Grandma Partridge was a strong, funny, acerbic presence, one of the few people who could go toe to toe with my dad in the sarcasm sweepstakes and put him in his place. (She was his mother-in-law, after all.) She trained as a nurse before getting married and having kids, but I'd never call what she did settling down. As a child when we would visit, I remember all us kids looking forward to when Grandma would get home from work in her nurse's uniform. We were also always delighted to hear her talk about how she'd trained herself to say "shhh-ugar!" when she was mad, instead of the farm word she'd picked up from her many brothers.

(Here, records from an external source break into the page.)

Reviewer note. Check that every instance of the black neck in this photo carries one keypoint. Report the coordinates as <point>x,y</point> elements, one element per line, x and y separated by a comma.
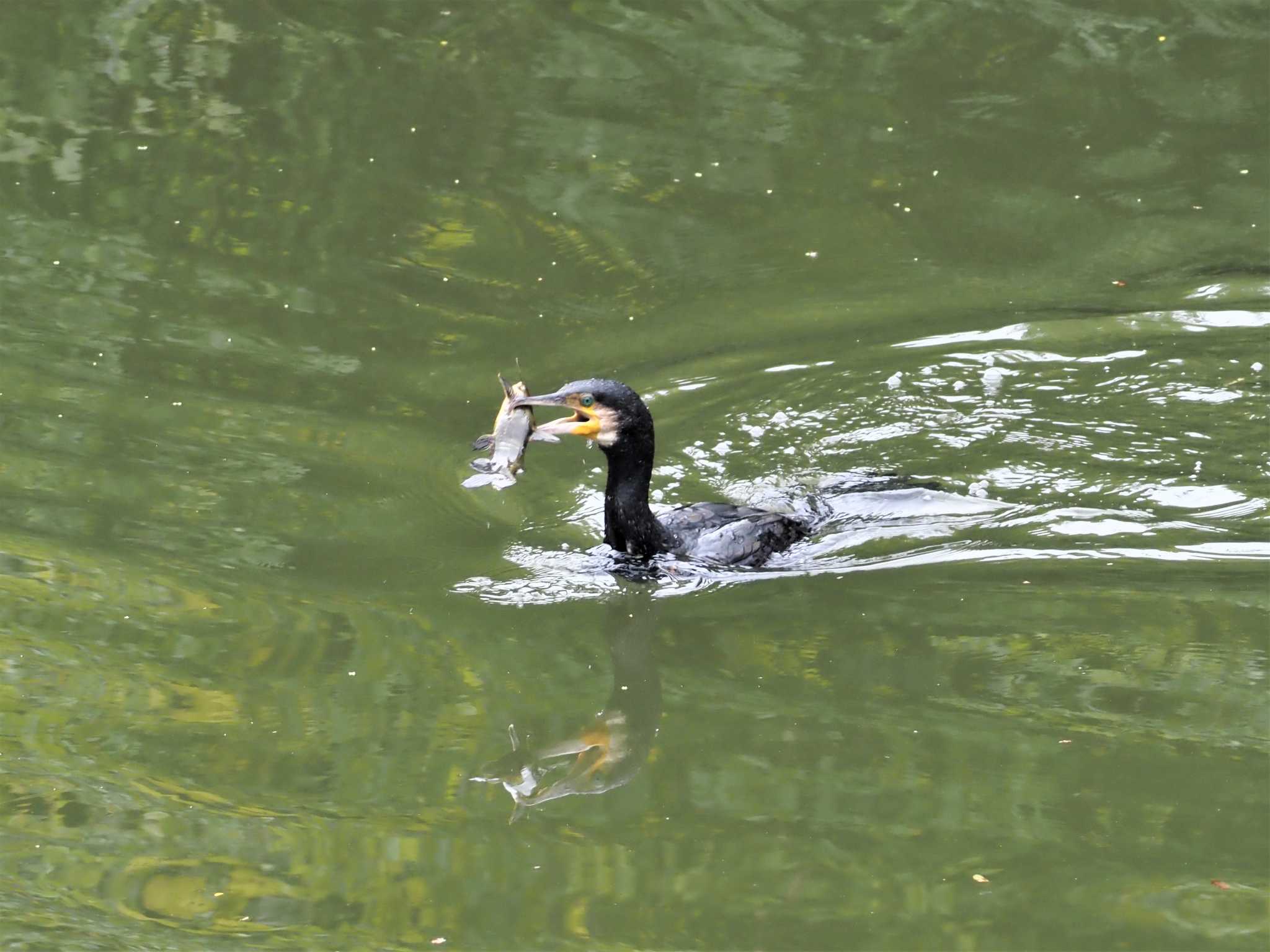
<point>629,523</point>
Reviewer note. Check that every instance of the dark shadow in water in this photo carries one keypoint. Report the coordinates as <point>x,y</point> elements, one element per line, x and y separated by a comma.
<point>607,752</point>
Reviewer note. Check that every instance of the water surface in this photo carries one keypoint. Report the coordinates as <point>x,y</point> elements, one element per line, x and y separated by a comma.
<point>259,267</point>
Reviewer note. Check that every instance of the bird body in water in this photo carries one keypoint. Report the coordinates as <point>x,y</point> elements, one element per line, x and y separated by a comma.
<point>614,415</point>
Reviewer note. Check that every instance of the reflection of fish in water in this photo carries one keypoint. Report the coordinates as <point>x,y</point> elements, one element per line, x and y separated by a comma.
<point>607,753</point>
<point>513,430</point>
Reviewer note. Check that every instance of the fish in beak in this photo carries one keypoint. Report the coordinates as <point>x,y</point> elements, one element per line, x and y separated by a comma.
<point>587,418</point>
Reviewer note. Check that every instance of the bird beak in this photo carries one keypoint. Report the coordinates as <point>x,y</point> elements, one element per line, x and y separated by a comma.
<point>584,423</point>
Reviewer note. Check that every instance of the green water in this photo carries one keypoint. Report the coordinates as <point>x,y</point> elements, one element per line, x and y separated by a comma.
<point>259,265</point>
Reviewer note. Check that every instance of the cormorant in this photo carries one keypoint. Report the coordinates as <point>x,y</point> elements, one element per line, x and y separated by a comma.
<point>614,415</point>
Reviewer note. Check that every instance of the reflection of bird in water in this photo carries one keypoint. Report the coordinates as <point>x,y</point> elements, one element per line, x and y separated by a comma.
<point>609,752</point>
<point>722,534</point>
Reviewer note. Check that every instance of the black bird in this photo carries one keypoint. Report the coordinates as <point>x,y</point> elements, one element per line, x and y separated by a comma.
<point>613,414</point>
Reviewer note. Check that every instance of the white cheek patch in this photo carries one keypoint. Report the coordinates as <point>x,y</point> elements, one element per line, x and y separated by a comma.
<point>607,421</point>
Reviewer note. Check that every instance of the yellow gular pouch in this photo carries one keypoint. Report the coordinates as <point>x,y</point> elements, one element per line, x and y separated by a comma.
<point>595,421</point>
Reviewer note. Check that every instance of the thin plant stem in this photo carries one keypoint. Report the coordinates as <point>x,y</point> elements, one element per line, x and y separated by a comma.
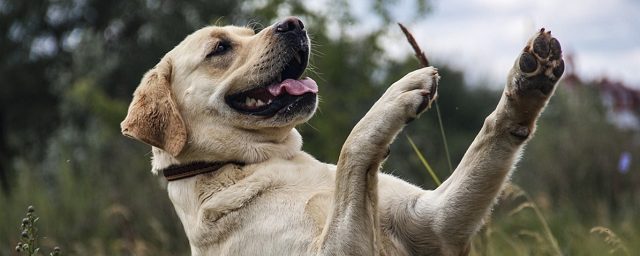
<point>424,162</point>
<point>444,138</point>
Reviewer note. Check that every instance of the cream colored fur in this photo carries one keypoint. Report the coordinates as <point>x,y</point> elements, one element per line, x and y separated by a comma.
<point>285,202</point>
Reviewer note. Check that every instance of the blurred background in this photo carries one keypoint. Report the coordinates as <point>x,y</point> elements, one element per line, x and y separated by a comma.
<point>68,69</point>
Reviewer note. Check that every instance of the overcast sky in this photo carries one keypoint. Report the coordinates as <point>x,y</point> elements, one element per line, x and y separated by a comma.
<point>484,37</point>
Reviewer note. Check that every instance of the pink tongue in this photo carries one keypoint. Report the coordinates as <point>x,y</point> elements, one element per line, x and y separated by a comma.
<point>294,87</point>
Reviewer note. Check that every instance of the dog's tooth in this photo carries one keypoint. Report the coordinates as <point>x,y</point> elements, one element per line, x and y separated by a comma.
<point>298,57</point>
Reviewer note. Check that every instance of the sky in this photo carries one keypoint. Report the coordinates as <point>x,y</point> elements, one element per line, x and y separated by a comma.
<point>484,37</point>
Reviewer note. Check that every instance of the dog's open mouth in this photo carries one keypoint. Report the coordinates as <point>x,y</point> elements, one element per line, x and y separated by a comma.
<point>285,92</point>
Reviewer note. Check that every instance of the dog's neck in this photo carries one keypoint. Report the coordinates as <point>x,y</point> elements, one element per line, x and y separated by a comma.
<point>246,152</point>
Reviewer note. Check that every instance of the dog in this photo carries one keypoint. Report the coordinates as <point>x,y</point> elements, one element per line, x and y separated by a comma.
<point>220,111</point>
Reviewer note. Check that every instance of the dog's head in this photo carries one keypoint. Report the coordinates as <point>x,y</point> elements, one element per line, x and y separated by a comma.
<point>226,94</point>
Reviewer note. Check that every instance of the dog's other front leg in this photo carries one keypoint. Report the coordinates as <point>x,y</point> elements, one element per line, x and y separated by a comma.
<point>466,198</point>
<point>352,227</point>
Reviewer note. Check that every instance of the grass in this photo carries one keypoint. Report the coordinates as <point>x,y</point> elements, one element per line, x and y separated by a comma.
<point>518,226</point>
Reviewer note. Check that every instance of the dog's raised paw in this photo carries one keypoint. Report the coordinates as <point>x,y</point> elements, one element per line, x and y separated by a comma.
<point>414,93</point>
<point>540,64</point>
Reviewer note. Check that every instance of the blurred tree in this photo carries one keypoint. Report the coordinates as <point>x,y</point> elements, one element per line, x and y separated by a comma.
<point>69,68</point>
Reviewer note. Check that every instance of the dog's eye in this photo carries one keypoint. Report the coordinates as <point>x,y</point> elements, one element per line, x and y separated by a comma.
<point>219,48</point>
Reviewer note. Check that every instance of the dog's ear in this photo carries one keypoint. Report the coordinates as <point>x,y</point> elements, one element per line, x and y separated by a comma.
<point>153,116</point>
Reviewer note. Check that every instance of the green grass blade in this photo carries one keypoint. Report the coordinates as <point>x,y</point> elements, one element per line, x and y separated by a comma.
<point>424,162</point>
<point>444,138</point>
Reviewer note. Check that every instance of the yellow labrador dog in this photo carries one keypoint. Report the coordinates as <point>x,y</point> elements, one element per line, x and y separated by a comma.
<point>220,111</point>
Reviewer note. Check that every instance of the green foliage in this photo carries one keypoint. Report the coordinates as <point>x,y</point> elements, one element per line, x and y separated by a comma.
<point>29,238</point>
<point>71,66</point>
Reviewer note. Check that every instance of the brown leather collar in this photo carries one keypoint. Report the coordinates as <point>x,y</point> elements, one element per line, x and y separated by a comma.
<point>181,171</point>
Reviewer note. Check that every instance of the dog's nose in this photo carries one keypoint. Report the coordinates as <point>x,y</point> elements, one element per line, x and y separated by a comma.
<point>289,24</point>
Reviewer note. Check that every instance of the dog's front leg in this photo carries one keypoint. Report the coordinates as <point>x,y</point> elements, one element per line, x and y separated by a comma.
<point>352,227</point>
<point>465,199</point>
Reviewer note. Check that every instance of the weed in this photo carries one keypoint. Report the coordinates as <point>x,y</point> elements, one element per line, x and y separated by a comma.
<point>29,236</point>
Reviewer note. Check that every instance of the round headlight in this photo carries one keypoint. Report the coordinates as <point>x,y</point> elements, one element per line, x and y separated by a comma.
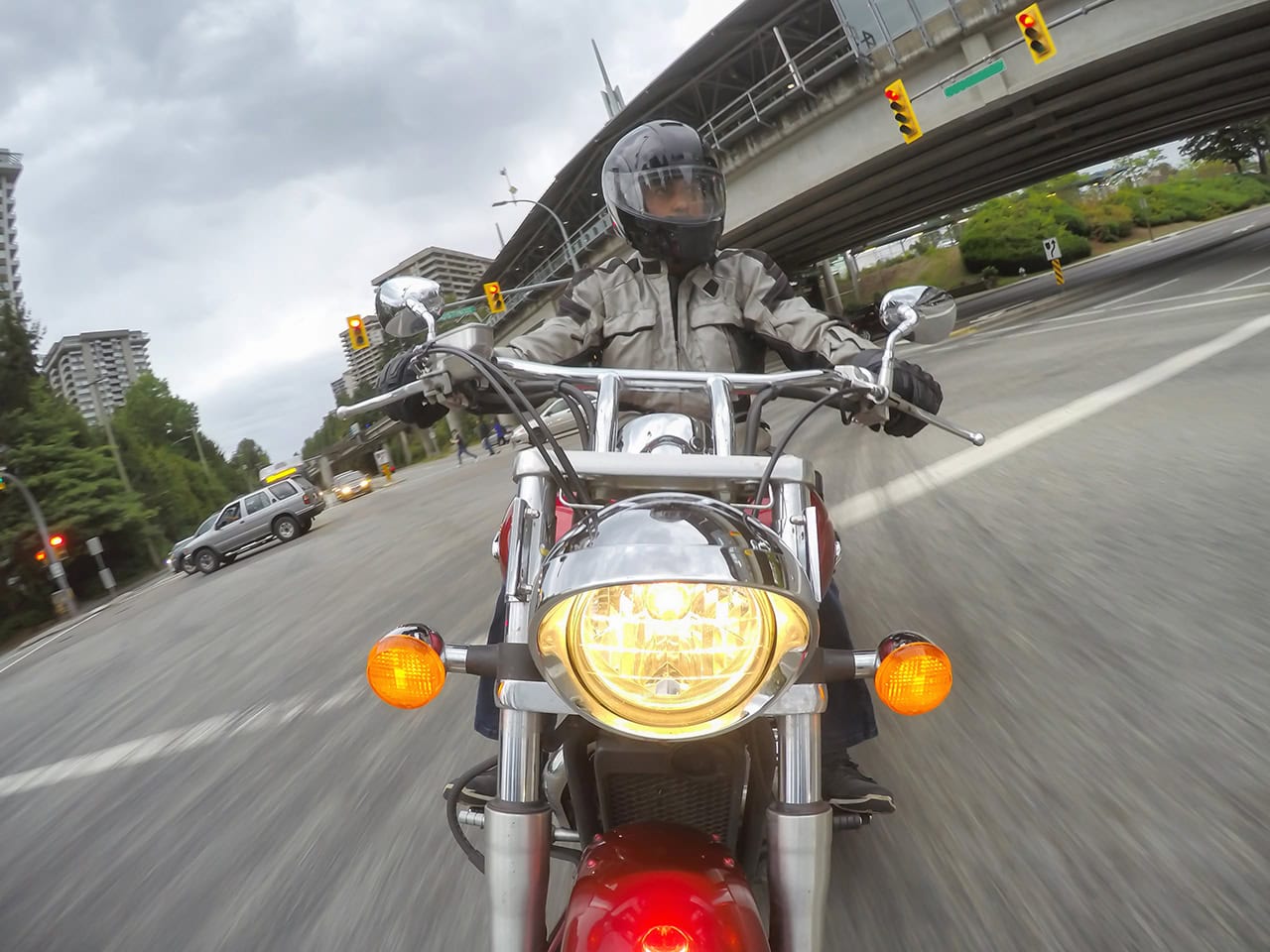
<point>671,656</point>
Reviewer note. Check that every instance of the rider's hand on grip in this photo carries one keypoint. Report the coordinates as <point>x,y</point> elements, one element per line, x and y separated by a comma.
<point>908,382</point>
<point>414,409</point>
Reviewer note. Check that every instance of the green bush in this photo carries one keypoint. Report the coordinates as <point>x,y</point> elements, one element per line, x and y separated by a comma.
<point>1007,236</point>
<point>1109,221</point>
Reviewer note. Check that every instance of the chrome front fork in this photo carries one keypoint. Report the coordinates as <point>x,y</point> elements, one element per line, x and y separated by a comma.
<point>799,835</point>
<point>518,823</point>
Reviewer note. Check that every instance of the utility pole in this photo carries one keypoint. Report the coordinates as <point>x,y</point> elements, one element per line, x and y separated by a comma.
<point>118,460</point>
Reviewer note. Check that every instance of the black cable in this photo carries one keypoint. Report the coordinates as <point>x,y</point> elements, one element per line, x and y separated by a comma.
<point>495,377</point>
<point>474,856</point>
<point>581,409</point>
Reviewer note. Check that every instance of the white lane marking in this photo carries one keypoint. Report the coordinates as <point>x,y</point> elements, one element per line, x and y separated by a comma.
<point>46,642</point>
<point>175,742</point>
<point>1239,281</point>
<point>866,506</point>
<point>1153,287</point>
<point>1011,333</point>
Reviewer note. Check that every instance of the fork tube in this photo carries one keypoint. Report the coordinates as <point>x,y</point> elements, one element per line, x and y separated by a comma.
<point>518,824</point>
<point>720,414</point>
<point>799,832</point>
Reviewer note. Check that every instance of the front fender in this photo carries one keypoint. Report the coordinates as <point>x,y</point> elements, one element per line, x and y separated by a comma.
<point>659,888</point>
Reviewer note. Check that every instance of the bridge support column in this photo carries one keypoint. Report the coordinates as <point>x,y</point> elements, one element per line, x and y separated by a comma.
<point>829,290</point>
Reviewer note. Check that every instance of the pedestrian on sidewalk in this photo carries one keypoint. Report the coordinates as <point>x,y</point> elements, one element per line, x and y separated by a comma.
<point>461,447</point>
<point>485,433</point>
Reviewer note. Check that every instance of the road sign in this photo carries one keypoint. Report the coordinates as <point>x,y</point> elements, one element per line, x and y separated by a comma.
<point>974,79</point>
<point>494,298</point>
<point>902,109</point>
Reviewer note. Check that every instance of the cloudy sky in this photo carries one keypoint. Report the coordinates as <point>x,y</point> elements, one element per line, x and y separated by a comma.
<point>227,176</point>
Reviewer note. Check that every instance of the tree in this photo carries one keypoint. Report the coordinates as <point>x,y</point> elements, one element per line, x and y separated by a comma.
<point>250,458</point>
<point>1230,144</point>
<point>18,367</point>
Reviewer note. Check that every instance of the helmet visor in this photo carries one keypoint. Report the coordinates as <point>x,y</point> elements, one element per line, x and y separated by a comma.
<point>675,193</point>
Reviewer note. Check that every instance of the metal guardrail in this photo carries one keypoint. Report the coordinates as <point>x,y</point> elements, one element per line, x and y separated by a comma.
<point>851,41</point>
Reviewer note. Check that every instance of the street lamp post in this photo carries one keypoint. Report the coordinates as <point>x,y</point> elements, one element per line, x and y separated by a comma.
<point>568,244</point>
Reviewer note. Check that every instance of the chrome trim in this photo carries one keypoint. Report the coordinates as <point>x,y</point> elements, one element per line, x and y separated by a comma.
<point>517,849</point>
<point>720,414</point>
<point>799,698</point>
<point>798,740</point>
<point>676,434</point>
<point>454,657</point>
<point>604,438</point>
<point>686,472</point>
<point>520,734</point>
<point>532,696</point>
<point>681,537</point>
<point>799,878</point>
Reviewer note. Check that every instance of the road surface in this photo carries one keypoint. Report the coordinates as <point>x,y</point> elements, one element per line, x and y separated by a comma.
<point>200,767</point>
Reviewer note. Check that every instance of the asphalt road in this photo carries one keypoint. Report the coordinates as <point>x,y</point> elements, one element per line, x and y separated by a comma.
<point>202,769</point>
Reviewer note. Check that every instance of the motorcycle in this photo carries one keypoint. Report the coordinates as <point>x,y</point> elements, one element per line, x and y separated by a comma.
<point>661,684</point>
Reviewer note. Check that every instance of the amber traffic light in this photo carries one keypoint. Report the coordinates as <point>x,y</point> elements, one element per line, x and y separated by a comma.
<point>1032,24</point>
<point>357,336</point>
<point>902,108</point>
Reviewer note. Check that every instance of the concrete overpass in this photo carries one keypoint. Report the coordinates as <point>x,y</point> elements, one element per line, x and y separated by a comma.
<point>790,93</point>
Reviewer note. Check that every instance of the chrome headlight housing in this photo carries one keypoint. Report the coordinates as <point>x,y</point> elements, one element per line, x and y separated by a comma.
<point>671,616</point>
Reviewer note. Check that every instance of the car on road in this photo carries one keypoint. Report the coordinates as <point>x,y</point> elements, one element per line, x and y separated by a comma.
<point>282,511</point>
<point>178,560</point>
<point>349,485</point>
<point>558,417</point>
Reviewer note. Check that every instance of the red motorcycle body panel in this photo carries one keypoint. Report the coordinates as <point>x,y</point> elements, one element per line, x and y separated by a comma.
<point>658,888</point>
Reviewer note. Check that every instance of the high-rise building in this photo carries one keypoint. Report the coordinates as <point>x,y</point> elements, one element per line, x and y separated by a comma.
<point>10,277</point>
<point>454,271</point>
<point>94,371</point>
<point>363,366</point>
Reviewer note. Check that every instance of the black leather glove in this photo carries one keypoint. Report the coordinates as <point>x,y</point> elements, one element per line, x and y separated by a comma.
<point>414,409</point>
<point>908,382</point>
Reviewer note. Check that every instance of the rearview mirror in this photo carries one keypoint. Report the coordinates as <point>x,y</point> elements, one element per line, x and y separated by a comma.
<point>409,306</point>
<point>930,312</point>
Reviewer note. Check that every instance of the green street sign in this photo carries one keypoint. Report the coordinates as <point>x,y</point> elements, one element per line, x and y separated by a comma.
<point>974,77</point>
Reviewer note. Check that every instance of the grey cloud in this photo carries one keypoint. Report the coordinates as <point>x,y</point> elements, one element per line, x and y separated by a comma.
<point>227,177</point>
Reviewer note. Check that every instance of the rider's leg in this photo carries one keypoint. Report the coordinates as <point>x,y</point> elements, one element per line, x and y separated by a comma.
<point>848,720</point>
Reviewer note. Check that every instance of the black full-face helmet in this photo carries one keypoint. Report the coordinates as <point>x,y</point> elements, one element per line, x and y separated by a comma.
<point>666,193</point>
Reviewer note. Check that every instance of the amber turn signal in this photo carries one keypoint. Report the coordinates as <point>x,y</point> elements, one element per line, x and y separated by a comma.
<point>913,678</point>
<point>404,671</point>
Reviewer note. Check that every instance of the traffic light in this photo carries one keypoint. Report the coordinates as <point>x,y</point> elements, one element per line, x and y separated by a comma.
<point>1032,24</point>
<point>494,298</point>
<point>902,108</point>
<point>357,336</point>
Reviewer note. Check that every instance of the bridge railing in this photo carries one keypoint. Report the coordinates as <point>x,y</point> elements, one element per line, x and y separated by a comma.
<point>862,27</point>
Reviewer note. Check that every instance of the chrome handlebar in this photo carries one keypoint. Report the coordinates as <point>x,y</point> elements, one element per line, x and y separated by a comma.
<point>602,379</point>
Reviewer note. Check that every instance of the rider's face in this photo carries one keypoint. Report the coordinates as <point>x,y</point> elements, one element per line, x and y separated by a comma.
<point>676,198</point>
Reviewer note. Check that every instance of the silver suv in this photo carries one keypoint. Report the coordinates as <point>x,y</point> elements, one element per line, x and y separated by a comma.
<point>284,511</point>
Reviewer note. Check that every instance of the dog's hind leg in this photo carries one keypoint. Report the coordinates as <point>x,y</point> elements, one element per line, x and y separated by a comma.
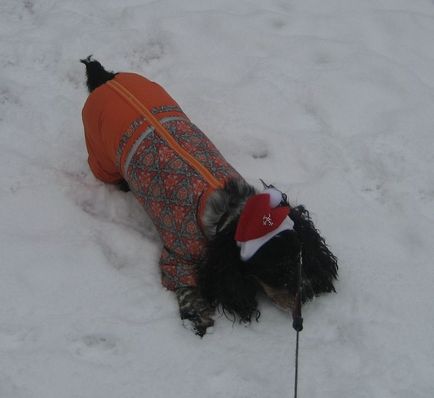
<point>96,74</point>
<point>194,308</point>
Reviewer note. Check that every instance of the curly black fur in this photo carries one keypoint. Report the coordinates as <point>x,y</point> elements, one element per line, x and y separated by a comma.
<point>96,74</point>
<point>320,266</point>
<point>227,281</point>
<point>223,280</point>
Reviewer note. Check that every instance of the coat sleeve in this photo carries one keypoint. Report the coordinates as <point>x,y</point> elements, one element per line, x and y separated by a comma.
<point>176,272</point>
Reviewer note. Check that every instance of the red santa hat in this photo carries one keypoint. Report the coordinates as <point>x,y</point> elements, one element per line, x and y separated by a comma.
<point>261,219</point>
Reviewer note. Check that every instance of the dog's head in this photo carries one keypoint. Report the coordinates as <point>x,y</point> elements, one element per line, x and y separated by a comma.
<point>233,283</point>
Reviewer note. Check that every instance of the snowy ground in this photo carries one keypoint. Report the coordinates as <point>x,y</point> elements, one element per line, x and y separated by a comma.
<point>331,100</point>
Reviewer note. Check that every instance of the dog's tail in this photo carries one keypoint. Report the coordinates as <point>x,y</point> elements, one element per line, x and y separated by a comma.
<point>96,74</point>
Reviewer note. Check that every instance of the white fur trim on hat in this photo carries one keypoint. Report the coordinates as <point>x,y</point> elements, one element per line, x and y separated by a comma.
<point>249,248</point>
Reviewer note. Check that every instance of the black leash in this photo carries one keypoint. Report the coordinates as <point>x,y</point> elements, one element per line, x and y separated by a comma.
<point>297,321</point>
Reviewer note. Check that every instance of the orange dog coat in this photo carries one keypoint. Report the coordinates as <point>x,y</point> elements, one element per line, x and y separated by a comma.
<point>135,131</point>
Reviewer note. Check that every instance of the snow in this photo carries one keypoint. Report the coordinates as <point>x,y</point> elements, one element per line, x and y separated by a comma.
<point>331,101</point>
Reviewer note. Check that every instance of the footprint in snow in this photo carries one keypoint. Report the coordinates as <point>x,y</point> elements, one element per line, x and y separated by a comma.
<point>96,347</point>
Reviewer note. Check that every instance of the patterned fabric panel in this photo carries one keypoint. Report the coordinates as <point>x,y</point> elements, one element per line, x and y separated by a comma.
<point>170,190</point>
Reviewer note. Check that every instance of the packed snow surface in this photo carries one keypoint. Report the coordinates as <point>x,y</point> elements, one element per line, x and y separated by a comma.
<point>332,101</point>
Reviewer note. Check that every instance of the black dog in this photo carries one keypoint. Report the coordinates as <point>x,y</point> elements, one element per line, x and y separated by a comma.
<point>237,262</point>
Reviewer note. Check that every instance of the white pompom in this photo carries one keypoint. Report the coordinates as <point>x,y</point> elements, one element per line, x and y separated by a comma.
<point>275,196</point>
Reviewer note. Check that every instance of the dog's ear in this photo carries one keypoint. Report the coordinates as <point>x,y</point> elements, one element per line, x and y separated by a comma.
<point>222,280</point>
<point>319,264</point>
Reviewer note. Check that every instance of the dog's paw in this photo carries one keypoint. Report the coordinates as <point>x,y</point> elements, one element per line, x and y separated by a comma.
<point>195,312</point>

One of my clearest memories of her comes from when Laura and I last visited her together, in early 2011. She would usually tire after a brief visit, but that day she was on, and she told us stories for a couple of hours. My favorite was about when she was a young mother living in Queens, where Grandpa's job had taken the family. This had to be sometime in the mid-1950s. She was driving with her three kids in the car on one of those outer-borough parkways that are still confusing to this day if you don't know your way around. She missed her exit and rather than risk getting lost put the car in reverse and tried to back up to where she had needed to get off. When another driver stopped and chewed her out, she played the just-a-lost-farmgirl-from-Idaho card and managed to escape the parkway unharmed.

If there is a better place after this one, I'm sure my grandmother is there, salty farm words or no.